78 A. 593 | Conn. | 1911
Much of the discussion in the preceding cases is applicable here.
The function of the motion to erase, the interpretation to be given the word "aggrieved" in § 3834 of the General Statutes, the scope of an appeal under said section, and the allegations sufficient in such an appeal to withstand a motion to erase, need not be repeated, nor need we restate the doctrine that the illegal exercise by the railroad commissioners of their powers, or of their right of regulation, over street railways, will justify judicial interference.
These proceedings disclose no action of the directors of the Railway Company approving a plan of location. Until such action, any approval by the railroad commissioners of the plan and method of construction was unauthorized in law. New York, N. H. H.R. Co.
v. Stevens,
One ground of appeal is the action of the commissioners in dismissing the petition or protest of the appellants, in which they set forth their objection to the consideration or approval of the petition of the Railway Company praying that the commissioners "approve the layout of the railway on private land and the method of construction herein set forth," because the plan of the railway location shows that the Company proposes to lay its tracks across the land owned by the appellants on York Street in said borough, although no notice of said petition had been given appellants and they had not agreed to allow said Company to take said land.
Since the motion to erase admits the facts well pleaded, the case is one where the Railway Company seeks to secure the approval of the commissioners of its plan of layout on private land, and its method of construction, *45 without having given one of the owners of such land notice of its petition, and without having secured the right to take such land.
The appearance of the appellants, the filing of their petition and protest, and hearing thereon, was a waiver of their right to subsequently object to the failure to give them notice.

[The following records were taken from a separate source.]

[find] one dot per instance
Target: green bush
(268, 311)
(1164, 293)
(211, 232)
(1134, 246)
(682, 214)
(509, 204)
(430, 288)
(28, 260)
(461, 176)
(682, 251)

York Street is not among the highways specifically named in the route designated in the charter of the Railway Company. There is nothing in any part of these proceedings which tends to even suggest that that part of York Street over which the said Railway Company proposes to locate, and which the appellants allege they own, is a public highway. So far as the record stands the appellants' rights to York Street are the same as to their own dooryard. Its Act of incorporation (14 Special Laws, p. 720, § 3) gave the Shore Line Electric Railway Company the right to "take for railroad purposes as much real estate lying outside any highway as may be necessary for the proper construction and operation of its road within the limits of the route hereinbefore mentioned, and may condemn land, where necessary, in the same manner provided in the General Statutes relating to the taking of land by railroad companies operated by steam."
Until it secures, by agreement with the appellants, or by the exercise of its power to condemn, the right to locate over the appellants' said land, it has no right to have its petition entertained or approved.
If York Street were a public highway, irrespective of the question of the right of the owner of the fee in the highway to compensation preceding the location and operation of the railway over such highway, the appellants were entitled to have their case remain in court.
Either as owners of the fee, or as adjoining owners, these appellants could recover damages if the location *46
or method of construction of this railway did them special and peculiar damage. Canastota Knife Co. v.Newington Tramway Co.,
The commissioners must determine the method and manner of construction in such way as to protect the rights of the general public, so far as is consistent with the execution of the franchise granted the Railway Company in a reasonably practical way, and at the same time do no greater injury to the owner of the fee of the highway or the adjoining owner than follows its due exercise.
Every owner of the fee of the highway over which a railway company proposes to locate, and every adjoining owner, is entitled, as of right, to the opportunity to show before the commissioners, and the court on appeal, that a method of location or construction will cause him special damage.
The terms of the appeal to the Superior Court enable the appellants to establish, as one of their grievances, any special injury or damage done them by the order appealed from.
Whether the commissioners have exercised their powers of regulation in a way so as to do no greater injury to the owners of the fee in the highway, or the adjoining owners on the highway, than the performance of their duties require, or whether the construction approved of may do the appellants special injury, are essentially judicial questions. Waterbury'sAppeal,
There is error, the judgment is reversed and the cause remanded with instructions to overrule the motion to erase.
In this opinion the other judges concurred.